3.Give students a variety of experiences with animals by reading books to them on different animals.
 As you read each book, discuss what different animals eat. Use the term meat-eater, plant-eater, omnivore, herbivore, carnivore appropriate to the age and language level of your students.
4. Once students have learned the names of various animals, have students categorize animals in the following ways:
  • according to how they move: fly, swim, hop/jump or run/walk/crawl (students can do this using pictures to sort animals in various categories).
  • zoo or farm animals
  • according to habitat
  • according to their covering: fur/feathers/skin
  • according to what they eat: plants, other animals, both
5. For some students. They are lots of fun and students really learn. 
 Have students learn the life cycle of a frog with Frog on a Log. As a follow-up activity, help students to write an accordian book about the life cycle of a frog. 

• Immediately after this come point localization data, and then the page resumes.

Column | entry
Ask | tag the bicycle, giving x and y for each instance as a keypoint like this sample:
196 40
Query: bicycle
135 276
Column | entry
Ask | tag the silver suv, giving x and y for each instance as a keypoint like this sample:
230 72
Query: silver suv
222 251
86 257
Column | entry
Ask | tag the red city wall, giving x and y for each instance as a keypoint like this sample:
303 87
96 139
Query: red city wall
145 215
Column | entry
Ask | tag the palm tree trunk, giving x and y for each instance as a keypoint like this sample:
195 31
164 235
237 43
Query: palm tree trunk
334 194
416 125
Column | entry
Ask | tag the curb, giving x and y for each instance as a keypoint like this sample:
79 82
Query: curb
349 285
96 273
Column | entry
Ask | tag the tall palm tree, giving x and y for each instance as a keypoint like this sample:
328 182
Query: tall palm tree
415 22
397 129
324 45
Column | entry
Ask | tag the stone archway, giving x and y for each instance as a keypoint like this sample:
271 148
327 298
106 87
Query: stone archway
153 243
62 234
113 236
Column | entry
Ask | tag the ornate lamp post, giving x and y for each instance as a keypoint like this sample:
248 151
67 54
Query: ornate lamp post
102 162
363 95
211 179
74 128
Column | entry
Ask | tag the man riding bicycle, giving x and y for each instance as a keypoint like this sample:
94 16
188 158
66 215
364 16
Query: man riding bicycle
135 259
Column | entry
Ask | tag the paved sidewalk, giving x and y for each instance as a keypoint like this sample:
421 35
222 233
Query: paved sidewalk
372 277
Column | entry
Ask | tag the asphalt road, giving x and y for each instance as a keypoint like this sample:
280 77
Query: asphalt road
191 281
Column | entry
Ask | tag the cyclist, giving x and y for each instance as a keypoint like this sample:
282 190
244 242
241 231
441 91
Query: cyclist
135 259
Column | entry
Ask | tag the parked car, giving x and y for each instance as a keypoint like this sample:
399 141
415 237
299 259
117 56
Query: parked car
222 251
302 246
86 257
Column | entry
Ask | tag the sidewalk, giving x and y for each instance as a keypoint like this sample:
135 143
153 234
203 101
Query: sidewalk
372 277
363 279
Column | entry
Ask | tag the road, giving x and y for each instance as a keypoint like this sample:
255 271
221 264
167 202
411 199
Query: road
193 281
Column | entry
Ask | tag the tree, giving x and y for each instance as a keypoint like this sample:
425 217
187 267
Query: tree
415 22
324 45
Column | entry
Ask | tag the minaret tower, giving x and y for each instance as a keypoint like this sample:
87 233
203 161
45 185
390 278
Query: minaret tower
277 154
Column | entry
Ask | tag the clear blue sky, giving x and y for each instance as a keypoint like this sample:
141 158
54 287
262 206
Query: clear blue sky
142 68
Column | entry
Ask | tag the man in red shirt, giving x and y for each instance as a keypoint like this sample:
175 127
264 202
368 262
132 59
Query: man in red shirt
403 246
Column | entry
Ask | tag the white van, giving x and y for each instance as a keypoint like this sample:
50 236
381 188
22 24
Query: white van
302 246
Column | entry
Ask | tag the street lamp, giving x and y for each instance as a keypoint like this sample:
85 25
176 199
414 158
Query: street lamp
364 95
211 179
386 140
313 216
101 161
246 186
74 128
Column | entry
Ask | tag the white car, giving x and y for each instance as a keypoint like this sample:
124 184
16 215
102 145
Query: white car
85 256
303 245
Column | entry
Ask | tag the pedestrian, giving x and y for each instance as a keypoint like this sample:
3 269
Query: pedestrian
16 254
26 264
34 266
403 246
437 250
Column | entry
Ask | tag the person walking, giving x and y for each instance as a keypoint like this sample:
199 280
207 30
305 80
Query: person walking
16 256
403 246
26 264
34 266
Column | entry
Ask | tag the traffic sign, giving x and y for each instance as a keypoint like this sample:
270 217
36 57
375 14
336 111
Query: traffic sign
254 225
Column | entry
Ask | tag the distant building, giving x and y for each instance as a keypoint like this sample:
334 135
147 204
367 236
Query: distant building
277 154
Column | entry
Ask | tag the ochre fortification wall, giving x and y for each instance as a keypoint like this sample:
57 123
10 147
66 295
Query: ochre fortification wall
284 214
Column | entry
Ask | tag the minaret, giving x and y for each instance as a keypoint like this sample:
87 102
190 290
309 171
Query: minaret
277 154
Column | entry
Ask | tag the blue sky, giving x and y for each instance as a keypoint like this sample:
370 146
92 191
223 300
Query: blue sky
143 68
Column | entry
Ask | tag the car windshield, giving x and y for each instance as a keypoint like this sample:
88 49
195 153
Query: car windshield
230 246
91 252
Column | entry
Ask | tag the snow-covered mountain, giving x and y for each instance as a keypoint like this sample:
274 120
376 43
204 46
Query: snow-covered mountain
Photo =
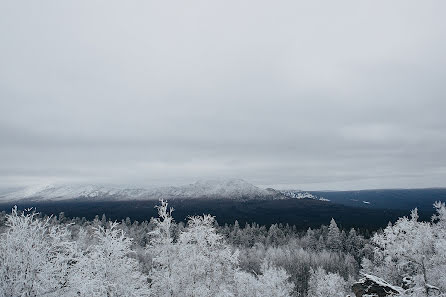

6. Teach the food chain by cutting out five strips of contruction paper for each student in your class. Have students illustrate and write four steps in the food chain: The sun makes plants grow; a rabbit eats the plant; a snakes eats the rabbit; a hawk eats the snake. Write a title on one of the strips. Put the strips together like a paper chain. Have students practice saying each step of the chain.
7. Use Venn diagrams or other types of charts to have students compare animals in different ways.